Corea del Sur comenzó el nuevo año asumiendo un activo rol como miembro no permanente del Consejo de Seguridad de Naciones Unidas.
Su llegada al consejo se considera un hito significativo para Corea del Sur, que retoma dicho cargo después de diez años, al considerar que podrá aumentar su presencia en temas vinculados con la península coreana.
El Consejo de Seguridad de la ONU lo intengran quince países, cinco miembros permanentes, que son Estados Unidos, Reino Unido, Francia, China y Rusia, y diez no miembros permanentes que son elegidos por votación y asumen un cargo rotatorio por dos años.

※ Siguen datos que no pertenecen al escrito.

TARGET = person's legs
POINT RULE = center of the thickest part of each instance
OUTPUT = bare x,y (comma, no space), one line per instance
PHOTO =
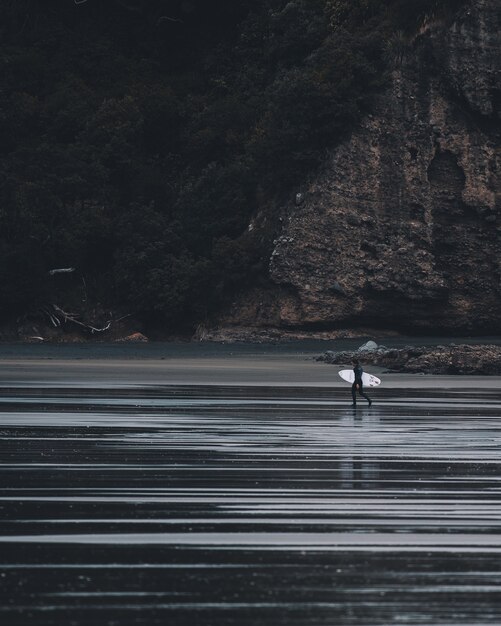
361,392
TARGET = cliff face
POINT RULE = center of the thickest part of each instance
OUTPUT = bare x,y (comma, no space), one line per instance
402,227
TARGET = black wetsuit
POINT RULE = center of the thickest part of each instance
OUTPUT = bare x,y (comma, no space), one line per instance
358,385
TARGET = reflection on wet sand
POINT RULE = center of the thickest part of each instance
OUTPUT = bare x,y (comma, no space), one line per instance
249,505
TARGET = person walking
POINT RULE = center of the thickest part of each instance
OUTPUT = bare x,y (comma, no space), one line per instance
358,384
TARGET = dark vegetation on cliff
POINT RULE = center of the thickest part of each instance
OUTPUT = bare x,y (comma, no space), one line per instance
138,138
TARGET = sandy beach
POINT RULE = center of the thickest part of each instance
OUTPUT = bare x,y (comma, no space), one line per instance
235,485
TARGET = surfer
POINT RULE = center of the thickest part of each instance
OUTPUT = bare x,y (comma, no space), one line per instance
358,384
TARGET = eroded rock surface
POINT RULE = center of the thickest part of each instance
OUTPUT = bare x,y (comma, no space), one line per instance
453,359
402,227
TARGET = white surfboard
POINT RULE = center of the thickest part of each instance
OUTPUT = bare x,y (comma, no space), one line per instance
368,380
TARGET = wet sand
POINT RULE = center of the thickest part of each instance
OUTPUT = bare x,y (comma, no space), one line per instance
243,489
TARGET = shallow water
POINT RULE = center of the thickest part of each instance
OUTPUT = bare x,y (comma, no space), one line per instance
252,505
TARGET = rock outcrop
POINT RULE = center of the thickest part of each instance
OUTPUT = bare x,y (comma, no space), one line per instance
402,227
453,359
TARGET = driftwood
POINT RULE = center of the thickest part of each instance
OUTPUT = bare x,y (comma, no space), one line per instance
62,270
58,316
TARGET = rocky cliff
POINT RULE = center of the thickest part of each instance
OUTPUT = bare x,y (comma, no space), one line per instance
401,228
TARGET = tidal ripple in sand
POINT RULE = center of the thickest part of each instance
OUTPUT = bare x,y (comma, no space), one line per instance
249,506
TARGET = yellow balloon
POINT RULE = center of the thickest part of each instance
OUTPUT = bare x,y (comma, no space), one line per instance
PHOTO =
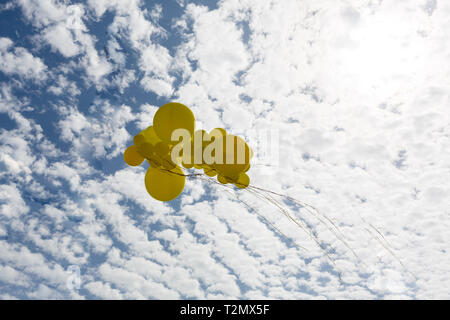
151,135
210,172
222,179
132,156
170,117
235,162
243,181
164,185
146,150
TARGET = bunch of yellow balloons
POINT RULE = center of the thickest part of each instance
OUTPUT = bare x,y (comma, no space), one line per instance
216,153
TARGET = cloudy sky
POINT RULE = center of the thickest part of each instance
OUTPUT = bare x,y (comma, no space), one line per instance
354,95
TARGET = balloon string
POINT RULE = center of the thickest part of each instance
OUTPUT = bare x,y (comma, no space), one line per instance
257,191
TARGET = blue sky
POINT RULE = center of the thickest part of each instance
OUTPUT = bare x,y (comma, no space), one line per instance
354,95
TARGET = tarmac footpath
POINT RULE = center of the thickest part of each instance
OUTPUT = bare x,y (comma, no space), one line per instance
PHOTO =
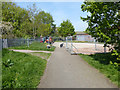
71,71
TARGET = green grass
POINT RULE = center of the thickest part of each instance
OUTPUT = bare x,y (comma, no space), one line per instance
20,70
35,46
42,55
102,63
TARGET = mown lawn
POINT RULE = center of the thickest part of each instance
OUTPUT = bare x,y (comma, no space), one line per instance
101,62
35,46
20,70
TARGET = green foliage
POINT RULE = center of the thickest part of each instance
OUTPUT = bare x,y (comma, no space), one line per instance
44,22
35,46
27,23
103,23
101,62
24,73
66,29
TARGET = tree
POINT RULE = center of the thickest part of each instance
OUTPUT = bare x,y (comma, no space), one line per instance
66,28
44,22
103,23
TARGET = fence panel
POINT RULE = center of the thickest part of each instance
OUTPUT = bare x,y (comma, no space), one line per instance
5,43
85,48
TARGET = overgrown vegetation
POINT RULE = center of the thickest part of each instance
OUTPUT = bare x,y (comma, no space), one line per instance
20,70
35,46
102,63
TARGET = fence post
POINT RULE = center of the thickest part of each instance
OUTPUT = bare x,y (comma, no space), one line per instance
95,45
104,47
28,42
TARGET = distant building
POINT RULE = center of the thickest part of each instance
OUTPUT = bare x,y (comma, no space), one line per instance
81,36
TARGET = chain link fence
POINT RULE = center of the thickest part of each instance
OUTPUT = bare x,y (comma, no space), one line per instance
85,48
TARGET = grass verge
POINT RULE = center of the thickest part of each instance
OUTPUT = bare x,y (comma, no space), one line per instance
35,46
102,63
20,70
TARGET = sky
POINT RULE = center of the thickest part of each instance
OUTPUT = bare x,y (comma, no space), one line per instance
61,11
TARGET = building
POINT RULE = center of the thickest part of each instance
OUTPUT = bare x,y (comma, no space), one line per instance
81,36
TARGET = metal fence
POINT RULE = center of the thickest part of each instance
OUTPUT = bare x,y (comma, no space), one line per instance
5,43
85,48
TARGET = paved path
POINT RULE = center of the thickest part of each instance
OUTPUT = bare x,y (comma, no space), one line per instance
70,71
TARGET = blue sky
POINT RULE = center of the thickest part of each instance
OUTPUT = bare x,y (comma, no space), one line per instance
61,11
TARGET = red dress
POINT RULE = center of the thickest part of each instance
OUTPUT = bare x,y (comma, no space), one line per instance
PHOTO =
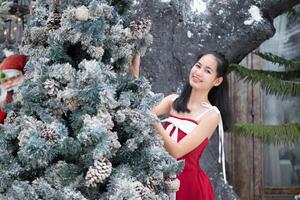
194,184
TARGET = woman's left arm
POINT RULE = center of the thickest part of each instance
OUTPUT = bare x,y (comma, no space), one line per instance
204,129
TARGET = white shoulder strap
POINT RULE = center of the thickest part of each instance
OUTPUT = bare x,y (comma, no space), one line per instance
175,97
221,136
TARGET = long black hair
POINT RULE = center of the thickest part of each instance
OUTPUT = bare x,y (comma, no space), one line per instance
217,96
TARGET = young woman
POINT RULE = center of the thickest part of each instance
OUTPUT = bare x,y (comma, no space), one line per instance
193,117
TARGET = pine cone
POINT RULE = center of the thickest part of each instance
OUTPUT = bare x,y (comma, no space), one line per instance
99,172
140,28
49,134
54,21
52,87
72,103
172,185
10,117
141,190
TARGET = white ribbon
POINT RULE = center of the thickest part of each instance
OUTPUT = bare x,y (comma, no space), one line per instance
188,126
221,139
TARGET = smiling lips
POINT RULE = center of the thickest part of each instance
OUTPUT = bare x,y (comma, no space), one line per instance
196,79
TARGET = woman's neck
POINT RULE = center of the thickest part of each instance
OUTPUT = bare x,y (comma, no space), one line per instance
196,98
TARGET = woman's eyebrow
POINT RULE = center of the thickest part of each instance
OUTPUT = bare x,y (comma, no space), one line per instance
198,63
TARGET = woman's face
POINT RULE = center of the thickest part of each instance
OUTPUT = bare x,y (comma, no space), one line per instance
203,74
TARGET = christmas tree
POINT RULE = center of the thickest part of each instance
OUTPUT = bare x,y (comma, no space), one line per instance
79,127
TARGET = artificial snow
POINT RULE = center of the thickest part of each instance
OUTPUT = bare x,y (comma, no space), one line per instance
255,15
165,1
198,6
189,34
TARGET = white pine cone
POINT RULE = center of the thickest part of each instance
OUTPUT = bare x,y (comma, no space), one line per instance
10,117
54,21
142,191
99,172
49,134
140,28
52,87
72,103
172,185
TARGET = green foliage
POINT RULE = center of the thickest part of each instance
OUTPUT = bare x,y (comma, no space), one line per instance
79,127
288,64
276,134
277,83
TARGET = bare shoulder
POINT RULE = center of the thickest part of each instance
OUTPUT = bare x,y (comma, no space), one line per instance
211,118
165,105
173,96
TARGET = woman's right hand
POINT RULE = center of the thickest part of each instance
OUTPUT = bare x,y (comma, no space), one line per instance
134,69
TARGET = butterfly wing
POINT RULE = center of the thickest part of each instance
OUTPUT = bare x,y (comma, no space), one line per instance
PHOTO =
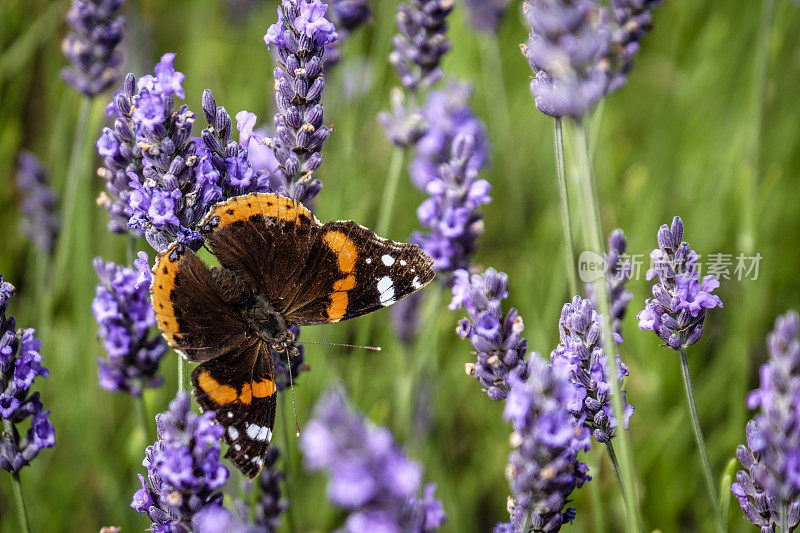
191,314
240,389
312,273
357,273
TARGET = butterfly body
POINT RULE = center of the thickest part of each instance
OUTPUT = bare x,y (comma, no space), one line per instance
279,267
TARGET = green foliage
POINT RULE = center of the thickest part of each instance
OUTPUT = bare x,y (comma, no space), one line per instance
677,140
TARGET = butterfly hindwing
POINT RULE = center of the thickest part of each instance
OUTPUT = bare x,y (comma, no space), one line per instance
240,389
191,314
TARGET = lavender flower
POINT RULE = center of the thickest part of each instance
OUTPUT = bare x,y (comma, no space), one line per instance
20,364
165,201
421,43
91,46
371,477
224,169
404,125
486,15
581,351
758,506
122,158
452,213
270,506
543,469
681,298
618,272
634,21
184,472
346,16
40,221
568,41
215,519
447,115
299,38
772,454
496,337
125,318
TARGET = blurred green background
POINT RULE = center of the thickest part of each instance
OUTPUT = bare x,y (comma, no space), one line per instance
681,138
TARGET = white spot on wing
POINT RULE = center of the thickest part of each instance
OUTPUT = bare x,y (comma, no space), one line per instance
386,290
252,431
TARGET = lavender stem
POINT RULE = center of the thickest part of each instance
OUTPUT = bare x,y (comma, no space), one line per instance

Corea del Sur fue elegida como miembro no permanente en junio del año pasado y se incorporó al consejo el 1 de enero de 2024, siendo la tercera vez que Corea del Sur ocupa dicho cargo después de 1996 y de 2013. Además, en junio de este año también asumirá la presidencia del consejo, cargo asimismo rotatorio.
Desde esta posición el Gobierno intentará centrar el foco internacional en los temas norcoreanos, considerando que útimamente el mundo se centra en la guerra en Ucrania y en los problemas en Oriente Medio, además de abordar asuntos que considera descuidados, como los derechos humanos en Corea del Norte.
Asimismo, al formar parte del consejo el Gobierno surcoreano busca aumentar la cooperación trilateral entre Corea del Sur, Estados Unidos y Japón, y mejorar la comunicación con China y con Rusia.